5. Orbit Differences with Respect to IGS Product

The reference orbits individually derived by ECOM1, ECOM2, and ECOMC were compared to the IGS final orbit. The orbit difference indicates the inconsistency between the force models used for generating the reference orbit and the IGS orbit. Figure 7 shows the orbit difference in the radial, along-track, and cross-track directions for IIF. The orbit difference derived by ECOM1 was similar to that derived by ECOMC. However, ECOM2 showed relatively large orbit differences in the cross-track direction. Figure 8 shows the orbit difference in the radial (R), along-track (T), and cross-track (N) directions for IIR. The orbit difference in the ECOM1 case showed periodic variations in the RTN directions. Such periodic variations were removed in the ECOM2 case, suggesting that the 2 and 4 CPR terms in the D direction absorbed these periodic variations. However, ECOM2 also produced the relatively large orbit differences in the N direction for the IIR. Both periodic variations and large orbit differences were removed in the ECOMC solution, which compensated for the deficiencies of both ECOM1 and ECOM2.
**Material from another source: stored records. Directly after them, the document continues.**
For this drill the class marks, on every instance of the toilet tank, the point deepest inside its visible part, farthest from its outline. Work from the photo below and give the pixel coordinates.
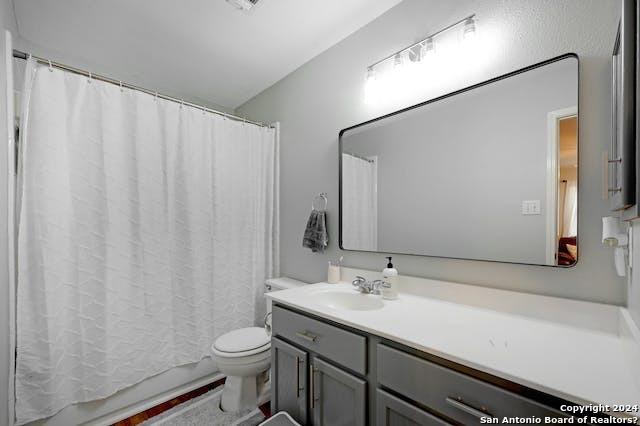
(282, 283)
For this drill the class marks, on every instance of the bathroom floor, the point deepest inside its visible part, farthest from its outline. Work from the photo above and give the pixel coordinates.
(158, 409)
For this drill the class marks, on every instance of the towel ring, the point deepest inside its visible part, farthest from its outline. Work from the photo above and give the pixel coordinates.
(320, 197)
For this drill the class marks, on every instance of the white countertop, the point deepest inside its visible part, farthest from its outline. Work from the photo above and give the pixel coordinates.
(587, 353)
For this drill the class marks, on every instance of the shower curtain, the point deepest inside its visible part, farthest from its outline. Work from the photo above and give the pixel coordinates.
(359, 203)
(146, 230)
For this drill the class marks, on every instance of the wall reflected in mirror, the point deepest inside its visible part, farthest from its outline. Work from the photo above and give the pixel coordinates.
(487, 173)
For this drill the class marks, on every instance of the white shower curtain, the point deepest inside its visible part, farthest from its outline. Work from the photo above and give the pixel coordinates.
(359, 203)
(146, 230)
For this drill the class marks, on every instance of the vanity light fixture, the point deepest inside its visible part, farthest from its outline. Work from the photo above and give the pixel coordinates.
(398, 61)
(469, 31)
(395, 70)
(427, 46)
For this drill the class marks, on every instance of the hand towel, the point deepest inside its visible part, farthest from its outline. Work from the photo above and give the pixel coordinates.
(315, 234)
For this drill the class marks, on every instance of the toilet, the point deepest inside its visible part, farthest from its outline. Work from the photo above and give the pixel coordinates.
(244, 356)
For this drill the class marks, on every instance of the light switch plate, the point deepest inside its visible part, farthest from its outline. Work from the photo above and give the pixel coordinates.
(531, 207)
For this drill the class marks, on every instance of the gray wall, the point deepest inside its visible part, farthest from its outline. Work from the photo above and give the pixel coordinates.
(634, 276)
(452, 175)
(326, 95)
(7, 21)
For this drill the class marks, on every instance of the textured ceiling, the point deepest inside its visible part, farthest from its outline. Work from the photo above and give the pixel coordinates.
(197, 49)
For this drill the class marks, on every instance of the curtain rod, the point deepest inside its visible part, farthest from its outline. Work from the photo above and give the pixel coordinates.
(360, 157)
(22, 55)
Table 2 shows the RMS of the orbit difference (in cm) between the constructed reference orbit and IGS final orbit. ECOM2 presented relatively large RMS values for IIF and IIR, as compared to ECOM1 and ECOMC. ECOM1 produced larger RMS in the radial and along-track directions for the IIR than ECOM2. This is because ECOM1 showed periodic variations of the orbit differences. Overall, the results from ECOMC overwhelmed those from ECOM1 and ECOM2. The RMS in the ECOMC case was better than that in the ECOM2 case by ~40%, ~10%, and ~55% in the R, T, and N directions, respectively. In addition, a test where the 1 CPR terms in the D direction were added to ECOM2 was set up for comparison. The result shows that the RMS improvement of ECOM2 + D1CPR over ECOM2 was approximately ~40% and ~50% in the R and N directions, respectively. However, the RMS in the along-track direction was not significantly improved. As a result, the 1 CPR terms in the D direction greatly reduced the orbit mismodeling in the radial and cross-track directions when the reference orbit was created using ECOMC.
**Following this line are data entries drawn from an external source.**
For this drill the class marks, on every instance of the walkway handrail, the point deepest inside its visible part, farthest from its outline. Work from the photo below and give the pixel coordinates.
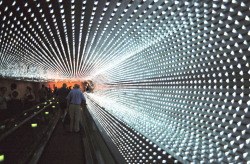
(7, 133)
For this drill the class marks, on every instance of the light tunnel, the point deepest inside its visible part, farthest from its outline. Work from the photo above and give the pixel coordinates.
(171, 78)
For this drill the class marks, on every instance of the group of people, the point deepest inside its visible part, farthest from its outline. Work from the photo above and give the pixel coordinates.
(71, 101)
(12, 103)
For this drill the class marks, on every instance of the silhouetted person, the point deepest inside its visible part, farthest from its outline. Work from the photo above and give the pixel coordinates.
(15, 105)
(13, 88)
(42, 93)
(61, 96)
(55, 91)
(75, 100)
(49, 91)
(29, 98)
(4, 98)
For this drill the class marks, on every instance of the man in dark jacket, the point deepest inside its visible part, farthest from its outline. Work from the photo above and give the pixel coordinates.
(61, 96)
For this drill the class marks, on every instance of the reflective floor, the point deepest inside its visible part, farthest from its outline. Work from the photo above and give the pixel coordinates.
(63, 147)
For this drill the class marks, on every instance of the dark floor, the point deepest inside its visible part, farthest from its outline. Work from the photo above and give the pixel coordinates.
(63, 148)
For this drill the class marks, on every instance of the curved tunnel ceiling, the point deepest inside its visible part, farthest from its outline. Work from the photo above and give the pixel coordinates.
(55, 39)
(177, 72)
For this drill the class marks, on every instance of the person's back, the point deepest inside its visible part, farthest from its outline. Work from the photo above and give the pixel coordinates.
(42, 94)
(75, 100)
(15, 106)
(61, 95)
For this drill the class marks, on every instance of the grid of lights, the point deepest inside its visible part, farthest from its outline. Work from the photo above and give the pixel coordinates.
(176, 72)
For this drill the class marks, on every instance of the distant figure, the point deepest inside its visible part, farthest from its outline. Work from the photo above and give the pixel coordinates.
(13, 88)
(15, 105)
(49, 91)
(55, 91)
(29, 98)
(42, 93)
(61, 96)
(3, 102)
(75, 100)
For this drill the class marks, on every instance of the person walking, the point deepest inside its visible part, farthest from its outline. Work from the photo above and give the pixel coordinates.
(75, 99)
(42, 94)
(61, 96)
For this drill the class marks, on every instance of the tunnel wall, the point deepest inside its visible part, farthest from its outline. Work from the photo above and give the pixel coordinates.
(21, 86)
(186, 88)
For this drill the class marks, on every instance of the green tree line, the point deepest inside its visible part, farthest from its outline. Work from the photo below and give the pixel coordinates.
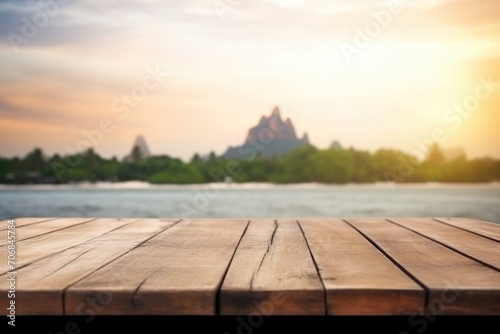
(306, 164)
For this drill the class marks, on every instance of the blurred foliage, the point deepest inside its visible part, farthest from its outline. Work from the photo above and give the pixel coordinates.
(305, 164)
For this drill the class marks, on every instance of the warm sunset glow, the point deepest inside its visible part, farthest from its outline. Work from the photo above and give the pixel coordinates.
(193, 76)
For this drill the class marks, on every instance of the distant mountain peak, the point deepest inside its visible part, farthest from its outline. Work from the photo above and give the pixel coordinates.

From the above discussion, two issues were confirmed: (1) ECOM1 produces periodic orbital variations for the IIR only, and (2) ECOM2 yields a larger orbit error in the cross-track direction for both IIF and IIR satellites. For the former, the periodic variations are explained by the interactions among the satellite attitude control, the SRP force, and the orbital frame. Such an interaction cannot be well handled by ECOM1. Figure 9 shows an illustration of the interaction between the SRP force and the orbital frame. For the radial direction, the SRP force points in the same direction as the R vector at the orbit midnight and in the opposite direction to the R vector at the orbit noon, resulting in different signs of the satellite acceleration. This interaction also happened in both the along-track and the cross-track directions. However, the cross-track had an additional effect from the β sign changes. On the other hand, larger cross-track orbit errors were only discovered in the ECOM2 case. This suggests that a systematic deficiency may exist in the ECOM2 model when the reference orbit is constructed from orbit fitting.
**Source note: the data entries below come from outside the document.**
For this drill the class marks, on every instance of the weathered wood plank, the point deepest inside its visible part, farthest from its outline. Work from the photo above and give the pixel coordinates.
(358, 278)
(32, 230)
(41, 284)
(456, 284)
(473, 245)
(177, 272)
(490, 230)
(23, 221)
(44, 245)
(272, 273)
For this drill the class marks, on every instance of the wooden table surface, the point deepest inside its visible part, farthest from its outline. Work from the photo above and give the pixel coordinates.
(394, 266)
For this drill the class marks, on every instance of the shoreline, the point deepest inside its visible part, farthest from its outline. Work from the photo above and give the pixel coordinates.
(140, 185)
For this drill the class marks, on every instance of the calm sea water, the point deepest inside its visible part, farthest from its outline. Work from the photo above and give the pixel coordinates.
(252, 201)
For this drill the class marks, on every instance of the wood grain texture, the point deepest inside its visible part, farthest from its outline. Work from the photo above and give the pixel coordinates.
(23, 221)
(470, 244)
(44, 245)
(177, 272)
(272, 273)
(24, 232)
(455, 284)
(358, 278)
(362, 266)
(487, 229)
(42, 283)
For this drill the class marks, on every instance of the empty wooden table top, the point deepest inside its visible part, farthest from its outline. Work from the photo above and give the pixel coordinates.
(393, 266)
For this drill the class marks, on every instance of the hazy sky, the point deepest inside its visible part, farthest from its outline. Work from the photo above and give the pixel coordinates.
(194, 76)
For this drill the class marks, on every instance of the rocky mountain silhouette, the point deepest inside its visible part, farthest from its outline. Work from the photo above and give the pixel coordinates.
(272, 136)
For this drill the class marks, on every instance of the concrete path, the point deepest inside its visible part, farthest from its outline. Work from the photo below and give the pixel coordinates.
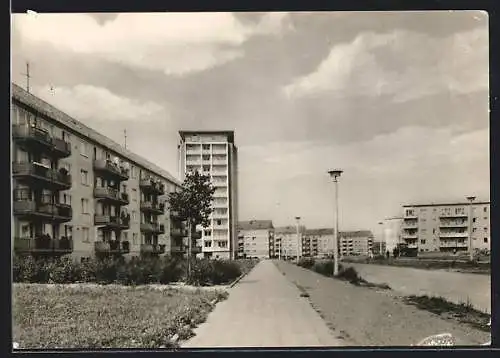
(263, 310)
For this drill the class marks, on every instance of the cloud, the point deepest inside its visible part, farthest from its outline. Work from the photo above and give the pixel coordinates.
(403, 64)
(408, 165)
(176, 44)
(96, 104)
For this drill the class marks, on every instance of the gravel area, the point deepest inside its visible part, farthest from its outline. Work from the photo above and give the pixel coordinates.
(370, 317)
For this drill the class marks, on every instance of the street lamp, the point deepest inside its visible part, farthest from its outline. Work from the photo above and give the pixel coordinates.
(297, 220)
(335, 174)
(471, 253)
(381, 239)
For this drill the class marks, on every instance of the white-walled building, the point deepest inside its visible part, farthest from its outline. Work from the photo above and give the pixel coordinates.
(214, 153)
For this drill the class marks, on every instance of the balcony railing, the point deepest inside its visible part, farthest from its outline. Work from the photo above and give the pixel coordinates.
(49, 212)
(112, 247)
(39, 174)
(153, 228)
(43, 245)
(39, 139)
(151, 186)
(106, 166)
(111, 194)
(149, 206)
(117, 222)
(154, 249)
(453, 234)
(445, 214)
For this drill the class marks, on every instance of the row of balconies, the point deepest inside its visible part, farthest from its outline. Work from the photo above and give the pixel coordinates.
(36, 173)
(40, 140)
(52, 212)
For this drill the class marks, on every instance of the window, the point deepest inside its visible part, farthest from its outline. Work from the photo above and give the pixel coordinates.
(84, 149)
(85, 206)
(84, 175)
(86, 234)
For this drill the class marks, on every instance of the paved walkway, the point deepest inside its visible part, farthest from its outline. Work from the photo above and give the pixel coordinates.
(263, 310)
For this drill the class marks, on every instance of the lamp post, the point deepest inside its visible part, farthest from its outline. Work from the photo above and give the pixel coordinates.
(381, 239)
(297, 220)
(471, 253)
(335, 174)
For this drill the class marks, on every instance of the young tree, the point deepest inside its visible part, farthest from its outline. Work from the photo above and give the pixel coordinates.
(193, 203)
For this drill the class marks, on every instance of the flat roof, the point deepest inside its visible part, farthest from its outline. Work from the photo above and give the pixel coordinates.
(446, 204)
(22, 96)
(229, 133)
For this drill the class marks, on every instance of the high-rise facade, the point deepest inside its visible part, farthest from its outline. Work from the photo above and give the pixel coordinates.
(214, 153)
(445, 227)
(78, 192)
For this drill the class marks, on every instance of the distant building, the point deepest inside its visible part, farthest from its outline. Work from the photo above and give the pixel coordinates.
(355, 243)
(445, 227)
(285, 241)
(319, 242)
(255, 239)
(392, 232)
(214, 153)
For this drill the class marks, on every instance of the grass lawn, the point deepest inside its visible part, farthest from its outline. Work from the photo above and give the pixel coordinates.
(83, 316)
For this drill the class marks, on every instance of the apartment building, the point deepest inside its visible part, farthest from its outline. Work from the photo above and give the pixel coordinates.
(355, 243)
(286, 243)
(214, 153)
(255, 239)
(318, 242)
(445, 227)
(392, 232)
(78, 192)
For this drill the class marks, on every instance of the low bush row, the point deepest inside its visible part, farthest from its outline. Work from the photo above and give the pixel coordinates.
(325, 268)
(137, 271)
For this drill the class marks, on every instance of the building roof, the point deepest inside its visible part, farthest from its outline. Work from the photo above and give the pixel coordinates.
(255, 225)
(37, 104)
(446, 204)
(228, 133)
(283, 230)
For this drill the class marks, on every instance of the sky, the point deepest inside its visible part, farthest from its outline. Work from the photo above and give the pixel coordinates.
(398, 100)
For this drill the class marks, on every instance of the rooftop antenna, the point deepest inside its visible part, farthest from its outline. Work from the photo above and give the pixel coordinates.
(28, 76)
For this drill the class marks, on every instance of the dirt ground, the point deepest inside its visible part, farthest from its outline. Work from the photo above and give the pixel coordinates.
(368, 317)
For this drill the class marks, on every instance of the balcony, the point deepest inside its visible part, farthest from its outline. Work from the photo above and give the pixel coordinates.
(151, 186)
(112, 195)
(153, 228)
(58, 213)
(453, 234)
(40, 140)
(444, 214)
(37, 174)
(112, 247)
(178, 232)
(43, 245)
(107, 167)
(152, 249)
(451, 224)
(452, 244)
(113, 222)
(155, 208)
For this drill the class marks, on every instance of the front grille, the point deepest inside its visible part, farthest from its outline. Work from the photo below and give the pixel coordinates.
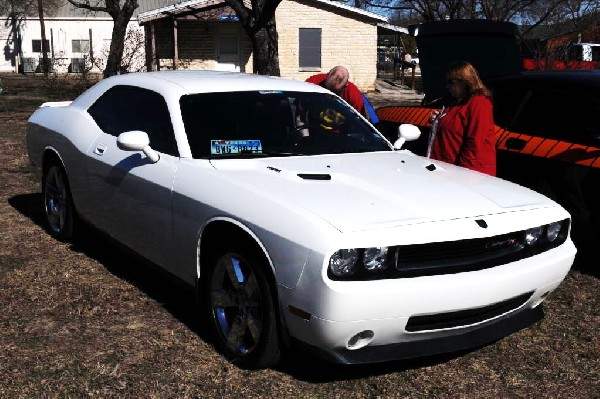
(459, 256)
(465, 317)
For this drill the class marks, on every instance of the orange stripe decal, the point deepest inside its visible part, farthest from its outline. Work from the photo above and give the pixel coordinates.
(532, 145)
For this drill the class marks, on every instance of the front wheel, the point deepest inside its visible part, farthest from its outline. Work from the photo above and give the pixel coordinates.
(241, 311)
(58, 205)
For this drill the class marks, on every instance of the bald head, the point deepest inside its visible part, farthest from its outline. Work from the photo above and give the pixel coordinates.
(337, 79)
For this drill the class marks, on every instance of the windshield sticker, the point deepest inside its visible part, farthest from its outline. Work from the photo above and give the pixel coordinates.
(227, 147)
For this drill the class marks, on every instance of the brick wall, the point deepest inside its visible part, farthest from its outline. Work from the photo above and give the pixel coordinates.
(344, 41)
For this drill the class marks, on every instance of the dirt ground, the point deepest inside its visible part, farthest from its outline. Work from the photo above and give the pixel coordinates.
(86, 320)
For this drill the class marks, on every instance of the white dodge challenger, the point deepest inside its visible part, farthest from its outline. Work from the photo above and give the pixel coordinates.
(295, 220)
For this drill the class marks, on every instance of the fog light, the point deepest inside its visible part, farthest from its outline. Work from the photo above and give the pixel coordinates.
(360, 340)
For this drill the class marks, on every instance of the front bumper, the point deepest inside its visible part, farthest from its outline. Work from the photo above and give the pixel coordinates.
(481, 336)
(370, 321)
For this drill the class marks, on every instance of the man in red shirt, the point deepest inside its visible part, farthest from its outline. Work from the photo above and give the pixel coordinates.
(337, 81)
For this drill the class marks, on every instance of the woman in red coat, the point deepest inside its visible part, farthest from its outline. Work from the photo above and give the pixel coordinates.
(464, 134)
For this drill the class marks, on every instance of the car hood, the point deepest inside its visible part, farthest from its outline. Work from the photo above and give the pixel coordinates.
(374, 190)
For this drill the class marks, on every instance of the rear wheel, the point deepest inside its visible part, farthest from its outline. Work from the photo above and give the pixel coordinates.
(58, 204)
(241, 311)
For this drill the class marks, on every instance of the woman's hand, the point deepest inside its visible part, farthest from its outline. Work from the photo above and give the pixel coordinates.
(436, 114)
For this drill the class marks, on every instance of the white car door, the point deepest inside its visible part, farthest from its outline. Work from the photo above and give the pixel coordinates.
(132, 194)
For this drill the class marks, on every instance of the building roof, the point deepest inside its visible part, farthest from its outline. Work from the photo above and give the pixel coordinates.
(194, 5)
(69, 11)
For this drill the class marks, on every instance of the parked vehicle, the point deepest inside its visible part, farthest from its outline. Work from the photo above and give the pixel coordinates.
(295, 220)
(578, 56)
(548, 135)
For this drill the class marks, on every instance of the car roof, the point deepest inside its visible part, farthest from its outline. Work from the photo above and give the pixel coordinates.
(573, 79)
(175, 84)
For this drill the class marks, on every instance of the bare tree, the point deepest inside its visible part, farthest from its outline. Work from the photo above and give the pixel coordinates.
(45, 63)
(259, 23)
(121, 16)
(499, 10)
(15, 13)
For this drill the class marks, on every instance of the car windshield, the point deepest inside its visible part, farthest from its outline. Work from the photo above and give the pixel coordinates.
(275, 123)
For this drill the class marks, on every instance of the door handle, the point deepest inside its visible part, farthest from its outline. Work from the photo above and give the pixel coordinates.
(99, 150)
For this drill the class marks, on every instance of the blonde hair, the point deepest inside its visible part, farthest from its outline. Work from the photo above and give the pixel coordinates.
(465, 72)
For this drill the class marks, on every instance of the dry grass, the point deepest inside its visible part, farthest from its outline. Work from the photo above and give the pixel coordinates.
(86, 320)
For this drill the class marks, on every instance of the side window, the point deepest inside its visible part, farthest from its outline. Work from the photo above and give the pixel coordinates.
(566, 116)
(309, 48)
(125, 108)
(507, 100)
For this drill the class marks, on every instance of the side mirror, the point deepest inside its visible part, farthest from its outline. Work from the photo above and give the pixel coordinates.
(137, 140)
(406, 132)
The unknown systematic deficiency in ECOM2 is mainly associated with the acceleration induced by the 2 and 4 CPR terms. Figure 10 shows the recovered acceleration caused by the CPR terms in the D direction for IIF and IIR. The variation of the ECOM2-derived acceleration was similar to that of the ECOM2-derived orbit difference in the cross-track direction (Figure 7 and Figure 8). In general, the difference between two orbits is mainly associated with the difference between the accelerations recovered from the two orbits. Thus, the cross-track orbit differences in Figure 7 and Figure 8 resulted from a projection of the acceleration difference (i.e., orbit difference) in the D direction onto the invariant orbit normal vector (N direction in Figure 9). Note that this resulting projection was still scaled by a cosine function with an angle between the D acceleration vector and the N vector. In comparison, the radial and along-track directions always changed due to the satellite motion (Figure 9).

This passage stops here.